Pale Hecate’s off’rings; and withered murder,

Alarumed by his sentinel the wolf,

Whose howl’s his watch, thus with his stealthy pace,

With Tarquin’s ravishing strides, towards his design

Moves like a ghost.                (2.1.49-56)

 

The (in)visible dagger might be the more famous bit, but it’s this part of the speech that’s properly shiver down the spine unsettling and uncanny, its vocabulary and syntax, and especially its adjectives, being just a bit off-kilter. It’s night; the one half-world is the hemisphere currently in darkness (the word night does not appear anywhere in this speech; Banquo has begun the scene by asking, how goes the night? well, this is how the night goes…) Because it’s dark, nature seems dead: is that a good thing or a bad thing? Would it be better if it were to be wholly dead, or is seeming preferable? Nature here is the natural world, but also, perhaps, human nature, human consciousness. Sleep is a kind of death, therefore, and what the death of nature allows is the unnatural, here wicked dreams. (Content unspecified, no need.) And they abuse the curtained sleep, sleep that should be as safe and secure as a bed with its curtains drawn, shutting out the dark and the cold as well as—anything else.
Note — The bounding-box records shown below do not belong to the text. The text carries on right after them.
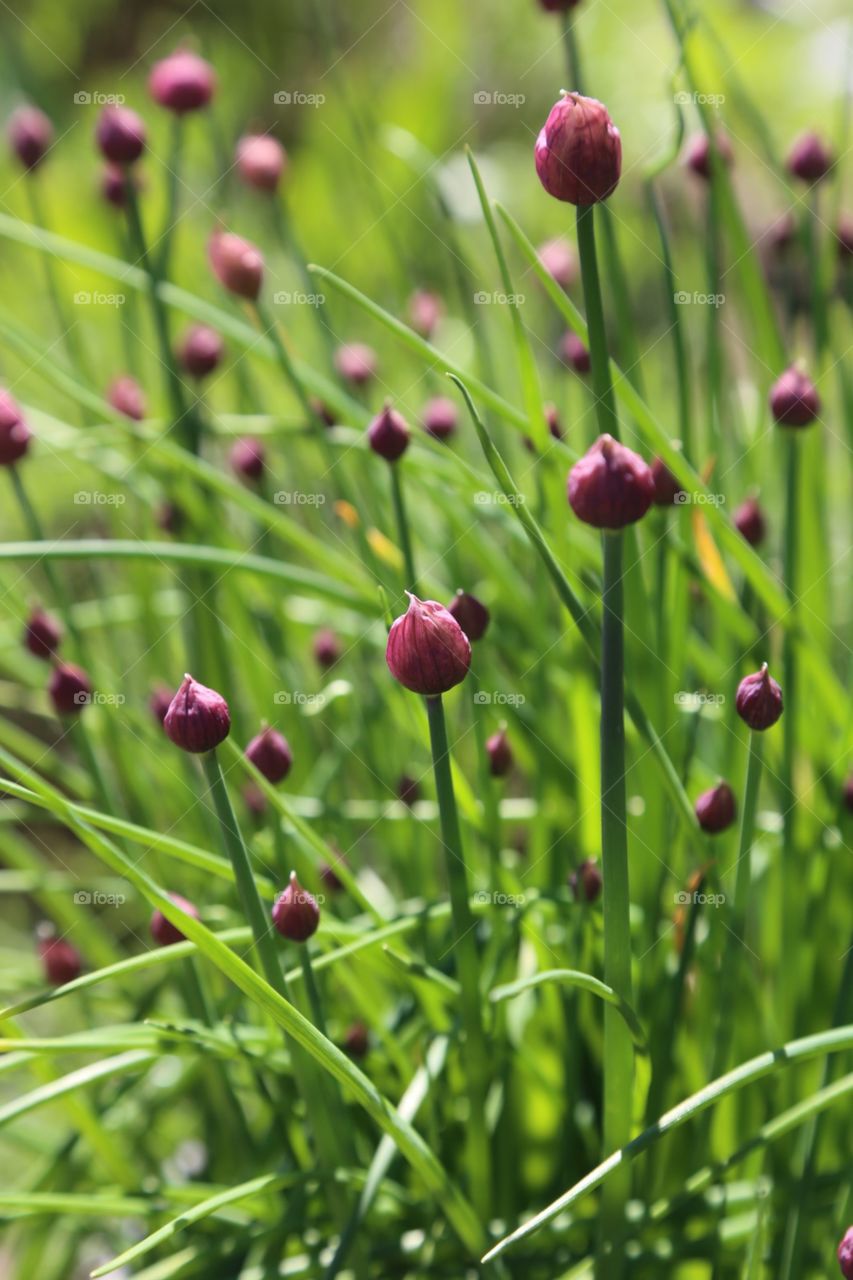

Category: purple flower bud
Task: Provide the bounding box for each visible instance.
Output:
[447,589,491,643]
[106,374,147,422]
[149,893,199,947]
[273,872,320,942]
[228,435,266,481]
[311,627,342,671]
[246,728,293,783]
[207,232,264,302]
[149,49,216,115]
[694,782,738,835]
[23,609,63,660]
[684,132,734,182]
[560,332,590,374]
[423,396,459,440]
[47,662,92,716]
[6,106,54,170]
[569,435,654,529]
[485,728,515,778]
[409,289,444,338]
[38,925,83,987]
[95,106,145,164]
[652,458,684,507]
[569,858,605,902]
[734,498,767,547]
[163,676,231,751]
[770,365,821,426]
[368,404,409,462]
[735,663,783,730]
[0,387,31,467]
[178,324,225,378]
[334,342,378,387]
[237,133,287,191]
[788,133,834,183]
[386,593,471,698]
[535,93,622,205]
[537,236,578,289]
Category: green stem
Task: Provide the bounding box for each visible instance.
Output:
[427,695,491,1221]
An attack, not just on the sleeper, but on sleep itself, in the heart of the house. In the dark, too, witchcraft (not just witches; something larger, less definite) celebrates pale Hecate’s offerings. Hecate, goddess of witches, is pale because she is associated with the moon; here, perhaps, the pale is unexpected in the midst of all this darkness, but it’s a sickly gleam. Her offerings are the rituals of witchcraft, suggesting sacrifice, a black mass. Murder is withered because it’s perhaps being imagined as an old man, but also, perhaps, because to imagine murder as ancient reinforces that Macbeth is a Cain figure, the Biblical first murderer, killing not his brother but his kinsman and his king. (Withered is also simply a horrible adjective, implying dryness, sterility, lifelessness.) And murder is accompanied by his sentinel, a wolf (or rather the wolf), prepared to give the alarum, the warning, with his howl, his watch, his signal. Tension tension tension, imagining this wolf, always on the point of the howl, which will come (like the bell) and soon.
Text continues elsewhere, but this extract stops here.